The people there are gathered to celebrate Shavuot, but few of them speak Hebrew, which has become a liturgical language, not an everyday mode of communication. Yet when the Apostles begin to preach the people in the square are bewildered, because each one of them hears the message in his native language. “Aren’t these men all Galileans? How is that that each of us hears them in his own native language?” Luke’s list begins with Parthians, Medes and Elamites from Asia; it continues with Egypt and Lybia in Africa; and concludes with visitors from Rome, in Europe – the entire world known to the people of that time and place. And all of them hear the wonders of God proclaimed in their own language!
Today’s gospel is John’s account of Jesus “breathing” the Holy Spirit upon the Apostles. As in Luke’s account, the disciples are gathered in the Upper Room hiding in fear. Here again, after receiving the Holy Spirit, they are sent forth to preach and teach the Good News of salvation to the people of the whole world. John is writing several decades after the event, and he has no particular interest in the chronology of Jewish festivals – Pesach and Pentecost. His focus is not chronology but theology. Jesus’ breathing forth the Spirit echoes the creation of the universe from the abyss of nothingness by the breath of God in the first chapter of Genesis. In Greek hagia pneuma, in Latin, sanctus spiritus, in English – holy breath or Holy Spirit. In John’s perspective, the ever on-going process of creation is to bring to a world which is not “unformed” as it was at the beginning, but “deformed” by the weakness and wickedness of humankind, the charismatic gift of God’s Spirit, the source of love and peace.

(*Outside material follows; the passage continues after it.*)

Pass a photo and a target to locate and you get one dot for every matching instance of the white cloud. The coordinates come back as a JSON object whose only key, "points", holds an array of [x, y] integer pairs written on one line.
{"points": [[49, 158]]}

We are not called to ask God to “breathe again” upon his creation. Rather, we celebrate that the Spirit of God has been breathing on the created universe since the moment at which time began. We ask that our minds and hearts might be fully open to the inspiration of the Spirit, giving fuller form and substance to our mission as God’s people, sent forth into our selves, our homes, our neighborhoods, our cities, our nation, and our world – in that order. If we want God’s positive will to be done, on earth as it is in heaven, we must be the instruments by which that goal will be accomplished. For that to happen, each and every one of us must echo a familiar saying: “Our work must truly be God’s own.”